June 13, 2012
Apple’s New MacBook Pro Is Meant To Be Replaced, Not Repaired
Michael Harper for redOrbit.com
Not all that glitters is gold, my friend. Likewise, not every work of art is easily repairable. Or something like that.
Apple wowed us when they announced and subsequently released their newest line of laptops, the MacBook Pro with Retina Display this week at their WWDC 2012 keynote.
This new machine combines the best of everything Apple has learned about building computing devices. It´s packed with power, thanks to the Intel Ivy Bridge Core-i7 processor (with Turbo Boost, no less) and it´s starting 8GB RAM. This addition to the MacBook Pro line is basically a MacBook Air on steroids. Finally, bringing all that sheer speed and power to your eyeballs is that wonderfully crisp display.
Unfortunately, if anything goes wrong with this screen, you´re looking at replacing the entire unit. According to Apple (and confirmed by iFixit) the Retina display is built right into the frame of the thing with no extra glass layers in between the display and your head. The teardown also revealed the “display assembly also includes the iSight Camera, WiFi antennas, and Bluetooth antennas.”
Just like the iPhones and MacBook Air before it, the new MacBook Pro RD locks down its internal parts with Pentalobe screws, a proprietary screw which requires a special driver to remove. This kind of extra security measure also brings down the repairability score.
For all the good lessons Apple took from their Air line–such as cramming all that power into an incredibly light and thin package–they also took some of the bad. Like the Air line, the new MacBook Pro has its RAM soldered right onto the logic board. No third-party RAM upgrades for you.

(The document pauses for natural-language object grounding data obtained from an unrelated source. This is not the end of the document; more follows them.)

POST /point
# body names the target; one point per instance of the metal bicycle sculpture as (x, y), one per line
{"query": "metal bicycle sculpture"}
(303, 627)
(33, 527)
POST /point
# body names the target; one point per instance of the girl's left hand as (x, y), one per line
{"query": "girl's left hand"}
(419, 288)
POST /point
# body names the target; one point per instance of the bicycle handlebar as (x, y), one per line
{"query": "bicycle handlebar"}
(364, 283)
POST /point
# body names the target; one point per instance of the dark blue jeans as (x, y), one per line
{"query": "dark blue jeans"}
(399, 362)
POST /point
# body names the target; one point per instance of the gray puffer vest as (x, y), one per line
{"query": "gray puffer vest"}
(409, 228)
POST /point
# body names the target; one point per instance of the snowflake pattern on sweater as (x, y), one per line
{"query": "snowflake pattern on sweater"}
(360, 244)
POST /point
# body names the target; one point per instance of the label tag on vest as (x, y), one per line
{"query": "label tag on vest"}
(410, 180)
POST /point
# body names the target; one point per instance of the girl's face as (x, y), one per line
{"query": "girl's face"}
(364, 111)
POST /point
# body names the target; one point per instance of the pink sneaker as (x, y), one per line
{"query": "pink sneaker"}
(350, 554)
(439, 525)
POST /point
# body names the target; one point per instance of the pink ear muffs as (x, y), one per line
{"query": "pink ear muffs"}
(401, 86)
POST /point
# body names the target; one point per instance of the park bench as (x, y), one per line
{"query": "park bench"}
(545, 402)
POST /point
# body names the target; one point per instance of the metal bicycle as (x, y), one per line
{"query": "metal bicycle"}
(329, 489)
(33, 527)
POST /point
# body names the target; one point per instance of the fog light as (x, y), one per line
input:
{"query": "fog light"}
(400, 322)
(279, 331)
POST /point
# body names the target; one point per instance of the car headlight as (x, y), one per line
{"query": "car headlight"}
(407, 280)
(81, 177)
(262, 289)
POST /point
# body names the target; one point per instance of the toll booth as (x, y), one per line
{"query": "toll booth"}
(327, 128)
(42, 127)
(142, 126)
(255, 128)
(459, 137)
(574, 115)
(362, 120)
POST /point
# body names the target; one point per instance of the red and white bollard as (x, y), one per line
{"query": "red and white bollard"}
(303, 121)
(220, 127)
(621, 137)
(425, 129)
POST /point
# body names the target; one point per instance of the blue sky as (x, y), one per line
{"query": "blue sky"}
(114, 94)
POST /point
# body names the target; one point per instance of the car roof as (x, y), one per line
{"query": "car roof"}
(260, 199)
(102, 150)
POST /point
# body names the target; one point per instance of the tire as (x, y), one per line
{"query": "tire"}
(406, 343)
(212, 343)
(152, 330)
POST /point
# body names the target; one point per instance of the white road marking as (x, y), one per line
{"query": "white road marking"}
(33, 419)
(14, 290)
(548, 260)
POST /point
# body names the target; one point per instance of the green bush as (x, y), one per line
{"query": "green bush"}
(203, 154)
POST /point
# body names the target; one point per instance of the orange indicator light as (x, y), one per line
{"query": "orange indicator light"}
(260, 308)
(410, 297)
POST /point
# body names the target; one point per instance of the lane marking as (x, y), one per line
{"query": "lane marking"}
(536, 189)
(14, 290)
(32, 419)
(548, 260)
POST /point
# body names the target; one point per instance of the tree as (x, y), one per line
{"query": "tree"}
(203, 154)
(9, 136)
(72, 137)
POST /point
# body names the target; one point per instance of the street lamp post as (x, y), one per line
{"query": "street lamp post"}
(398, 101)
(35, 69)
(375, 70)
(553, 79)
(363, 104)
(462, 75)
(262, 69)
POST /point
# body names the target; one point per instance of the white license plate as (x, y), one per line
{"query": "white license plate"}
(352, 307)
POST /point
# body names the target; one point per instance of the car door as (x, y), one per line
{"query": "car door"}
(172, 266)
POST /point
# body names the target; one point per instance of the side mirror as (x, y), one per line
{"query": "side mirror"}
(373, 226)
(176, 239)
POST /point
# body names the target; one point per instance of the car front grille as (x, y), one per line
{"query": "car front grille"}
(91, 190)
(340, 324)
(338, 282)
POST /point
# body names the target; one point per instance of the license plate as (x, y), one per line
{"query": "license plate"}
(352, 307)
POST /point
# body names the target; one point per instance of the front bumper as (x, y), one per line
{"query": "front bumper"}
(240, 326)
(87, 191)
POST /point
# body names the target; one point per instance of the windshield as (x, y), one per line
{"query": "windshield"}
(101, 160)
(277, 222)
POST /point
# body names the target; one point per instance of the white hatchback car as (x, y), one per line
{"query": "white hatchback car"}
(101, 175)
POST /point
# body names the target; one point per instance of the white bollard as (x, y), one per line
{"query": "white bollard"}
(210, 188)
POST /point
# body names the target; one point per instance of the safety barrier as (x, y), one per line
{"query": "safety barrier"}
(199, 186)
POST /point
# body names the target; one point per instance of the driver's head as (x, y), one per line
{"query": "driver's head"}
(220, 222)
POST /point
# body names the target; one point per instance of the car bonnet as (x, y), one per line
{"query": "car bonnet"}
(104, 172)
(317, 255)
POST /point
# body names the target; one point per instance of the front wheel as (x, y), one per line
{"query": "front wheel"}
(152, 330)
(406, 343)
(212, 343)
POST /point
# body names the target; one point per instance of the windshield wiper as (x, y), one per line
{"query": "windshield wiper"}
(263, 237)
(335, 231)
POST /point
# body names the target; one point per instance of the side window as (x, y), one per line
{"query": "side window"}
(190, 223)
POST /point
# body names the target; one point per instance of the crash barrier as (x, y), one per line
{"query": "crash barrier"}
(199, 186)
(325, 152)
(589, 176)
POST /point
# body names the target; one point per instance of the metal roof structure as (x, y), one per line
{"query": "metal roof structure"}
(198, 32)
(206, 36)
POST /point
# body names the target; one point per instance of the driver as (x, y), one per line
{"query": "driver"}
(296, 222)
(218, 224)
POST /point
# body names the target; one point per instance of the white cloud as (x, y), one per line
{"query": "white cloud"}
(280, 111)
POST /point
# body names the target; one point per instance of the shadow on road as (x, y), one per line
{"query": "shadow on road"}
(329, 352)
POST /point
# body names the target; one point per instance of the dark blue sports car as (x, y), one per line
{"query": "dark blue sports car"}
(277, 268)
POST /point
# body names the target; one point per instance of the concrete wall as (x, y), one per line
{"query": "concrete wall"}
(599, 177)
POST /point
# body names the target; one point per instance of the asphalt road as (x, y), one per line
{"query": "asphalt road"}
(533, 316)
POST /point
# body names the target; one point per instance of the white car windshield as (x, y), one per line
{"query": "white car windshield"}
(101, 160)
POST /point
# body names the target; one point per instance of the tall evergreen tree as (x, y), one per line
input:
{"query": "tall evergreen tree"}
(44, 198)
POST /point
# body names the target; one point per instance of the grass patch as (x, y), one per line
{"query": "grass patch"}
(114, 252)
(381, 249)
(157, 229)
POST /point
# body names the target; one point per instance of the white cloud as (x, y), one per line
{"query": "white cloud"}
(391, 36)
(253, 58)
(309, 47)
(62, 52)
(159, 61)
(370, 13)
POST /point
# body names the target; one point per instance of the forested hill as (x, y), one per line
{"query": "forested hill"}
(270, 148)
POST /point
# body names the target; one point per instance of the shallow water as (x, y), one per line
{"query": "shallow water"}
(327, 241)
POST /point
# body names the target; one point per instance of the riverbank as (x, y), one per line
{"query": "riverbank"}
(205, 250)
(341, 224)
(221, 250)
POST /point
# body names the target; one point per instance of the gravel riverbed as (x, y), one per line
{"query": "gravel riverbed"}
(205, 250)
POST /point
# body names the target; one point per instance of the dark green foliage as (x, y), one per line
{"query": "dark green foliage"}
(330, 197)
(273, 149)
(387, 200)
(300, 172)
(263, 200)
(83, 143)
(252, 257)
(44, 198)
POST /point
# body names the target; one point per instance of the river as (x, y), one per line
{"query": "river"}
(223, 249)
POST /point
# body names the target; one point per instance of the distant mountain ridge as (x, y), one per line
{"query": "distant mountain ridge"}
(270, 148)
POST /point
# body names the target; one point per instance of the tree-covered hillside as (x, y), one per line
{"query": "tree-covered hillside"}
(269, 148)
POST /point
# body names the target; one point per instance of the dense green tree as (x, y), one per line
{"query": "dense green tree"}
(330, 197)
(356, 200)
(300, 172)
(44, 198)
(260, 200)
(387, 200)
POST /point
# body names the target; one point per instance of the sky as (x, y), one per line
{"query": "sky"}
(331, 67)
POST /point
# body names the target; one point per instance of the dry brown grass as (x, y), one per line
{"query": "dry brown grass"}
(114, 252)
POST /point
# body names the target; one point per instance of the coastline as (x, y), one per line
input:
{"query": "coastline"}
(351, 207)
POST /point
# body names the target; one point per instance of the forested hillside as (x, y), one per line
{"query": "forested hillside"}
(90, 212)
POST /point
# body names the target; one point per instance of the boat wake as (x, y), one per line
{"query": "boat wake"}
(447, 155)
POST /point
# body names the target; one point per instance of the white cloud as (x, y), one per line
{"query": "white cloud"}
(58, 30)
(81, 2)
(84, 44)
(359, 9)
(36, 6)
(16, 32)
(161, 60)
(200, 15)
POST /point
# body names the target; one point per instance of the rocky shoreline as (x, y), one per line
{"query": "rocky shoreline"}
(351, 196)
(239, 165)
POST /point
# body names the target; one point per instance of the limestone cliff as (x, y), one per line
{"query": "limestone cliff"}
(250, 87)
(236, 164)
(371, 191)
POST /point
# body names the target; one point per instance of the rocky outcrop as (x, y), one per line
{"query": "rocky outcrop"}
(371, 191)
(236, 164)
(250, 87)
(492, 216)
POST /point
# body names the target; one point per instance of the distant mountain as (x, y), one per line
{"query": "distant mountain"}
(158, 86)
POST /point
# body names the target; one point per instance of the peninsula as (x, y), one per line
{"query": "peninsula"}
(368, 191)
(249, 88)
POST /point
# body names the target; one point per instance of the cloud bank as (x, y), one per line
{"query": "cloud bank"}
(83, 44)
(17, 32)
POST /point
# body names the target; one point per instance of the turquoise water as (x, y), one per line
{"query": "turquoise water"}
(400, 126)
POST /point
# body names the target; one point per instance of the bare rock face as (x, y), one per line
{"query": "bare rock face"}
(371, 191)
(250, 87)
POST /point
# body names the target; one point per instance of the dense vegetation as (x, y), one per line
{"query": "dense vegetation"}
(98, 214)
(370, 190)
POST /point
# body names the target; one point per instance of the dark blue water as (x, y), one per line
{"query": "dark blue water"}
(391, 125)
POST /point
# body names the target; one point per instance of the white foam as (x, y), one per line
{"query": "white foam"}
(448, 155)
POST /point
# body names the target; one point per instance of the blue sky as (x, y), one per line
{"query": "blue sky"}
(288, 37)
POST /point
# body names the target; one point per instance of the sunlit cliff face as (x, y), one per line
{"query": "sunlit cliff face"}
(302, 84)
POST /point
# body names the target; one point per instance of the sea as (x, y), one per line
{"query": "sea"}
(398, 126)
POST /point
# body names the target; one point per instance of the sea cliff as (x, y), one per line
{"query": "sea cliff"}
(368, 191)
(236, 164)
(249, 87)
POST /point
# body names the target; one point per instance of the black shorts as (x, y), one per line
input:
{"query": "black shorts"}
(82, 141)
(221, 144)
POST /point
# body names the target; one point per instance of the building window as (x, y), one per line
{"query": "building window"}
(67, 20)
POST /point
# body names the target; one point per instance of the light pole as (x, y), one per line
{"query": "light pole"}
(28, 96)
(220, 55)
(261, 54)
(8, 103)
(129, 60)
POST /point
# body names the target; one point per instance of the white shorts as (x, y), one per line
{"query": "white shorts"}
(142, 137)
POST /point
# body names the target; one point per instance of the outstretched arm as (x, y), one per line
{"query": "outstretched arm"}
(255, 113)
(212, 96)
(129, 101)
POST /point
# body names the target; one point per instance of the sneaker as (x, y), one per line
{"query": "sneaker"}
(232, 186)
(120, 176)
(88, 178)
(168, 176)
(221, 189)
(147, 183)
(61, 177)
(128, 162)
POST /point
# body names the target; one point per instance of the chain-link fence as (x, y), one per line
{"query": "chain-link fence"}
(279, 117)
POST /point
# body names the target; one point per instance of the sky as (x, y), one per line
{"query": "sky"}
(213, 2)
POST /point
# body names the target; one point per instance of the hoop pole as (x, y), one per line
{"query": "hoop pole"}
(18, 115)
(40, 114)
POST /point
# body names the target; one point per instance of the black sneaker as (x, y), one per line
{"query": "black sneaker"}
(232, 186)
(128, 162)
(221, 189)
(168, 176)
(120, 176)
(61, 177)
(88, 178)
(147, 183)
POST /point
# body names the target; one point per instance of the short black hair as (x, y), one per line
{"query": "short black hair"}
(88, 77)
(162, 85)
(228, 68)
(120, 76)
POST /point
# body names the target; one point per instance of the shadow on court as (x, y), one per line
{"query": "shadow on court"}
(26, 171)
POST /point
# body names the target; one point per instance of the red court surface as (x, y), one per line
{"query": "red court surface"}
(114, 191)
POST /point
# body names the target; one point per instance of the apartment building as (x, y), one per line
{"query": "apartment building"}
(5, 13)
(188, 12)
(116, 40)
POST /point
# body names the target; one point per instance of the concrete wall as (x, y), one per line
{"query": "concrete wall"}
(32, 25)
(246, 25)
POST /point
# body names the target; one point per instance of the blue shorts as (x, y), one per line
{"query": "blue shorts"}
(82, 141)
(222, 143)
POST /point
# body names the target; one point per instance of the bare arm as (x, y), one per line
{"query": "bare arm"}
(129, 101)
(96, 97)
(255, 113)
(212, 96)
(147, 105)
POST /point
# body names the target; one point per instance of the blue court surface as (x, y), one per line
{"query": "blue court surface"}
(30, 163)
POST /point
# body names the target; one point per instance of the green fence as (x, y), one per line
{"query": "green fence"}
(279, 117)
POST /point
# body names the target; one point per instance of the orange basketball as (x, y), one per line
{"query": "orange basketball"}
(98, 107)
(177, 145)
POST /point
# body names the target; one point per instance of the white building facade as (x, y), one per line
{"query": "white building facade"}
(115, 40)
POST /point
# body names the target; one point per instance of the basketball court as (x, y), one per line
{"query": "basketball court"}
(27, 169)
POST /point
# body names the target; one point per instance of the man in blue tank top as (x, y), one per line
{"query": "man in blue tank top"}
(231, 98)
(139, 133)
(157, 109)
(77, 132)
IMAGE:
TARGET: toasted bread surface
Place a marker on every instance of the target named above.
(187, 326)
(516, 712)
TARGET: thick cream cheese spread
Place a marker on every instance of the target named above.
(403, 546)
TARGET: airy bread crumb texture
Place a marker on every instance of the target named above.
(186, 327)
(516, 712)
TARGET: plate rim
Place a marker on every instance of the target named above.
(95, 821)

The choice you make in flash memory size is also yours to keep forever, as the flash memory, too, is not yet able to be upgraded.
The team at iFixit also notes Apple has opted not to screw their 7-hour battery into the case. Rather, they´ve chosen to glue the power pack into the frame, making it nearly impossible to remove by any non-licensed Apple repair person. In fact, iFixit stopped short of brute force to remove it for fear they might either burst the packs or break the trackpad cable found underneath, rendering the entire $2200 unit unusable.
That price pops up often enough in the teardown. At just over 2 grand, the new MacBook Pro with Retina Display isn´t going to become a household name just yet. The iFixit team seem to feel that shelling out so much money should allow them to be able to do whatever they want with the laptop, and they may be right. However, with 15 inches of high resolution display, 256 GB of flash memory, 8GB of RAM and more, Apple´s laptop seems more aggressive than overinflated.
However, for an extra $350, you can purchase an AppleCare protection plan which will protect your machine for up to three years, you know, just in case you need to have any repairs done to this thing. No, the new MacBook Pro isn´t your father´s Chevy. You can´t pull it into the garage and slap on a new set of brakes when the old ones wear out. The new MBP RD is a high-end Mercedes. If you want anything done to it, you carefully drive it over to the blue-shirts who know what they´re doing and let them take care of it. After all, that´s what you paid for, right?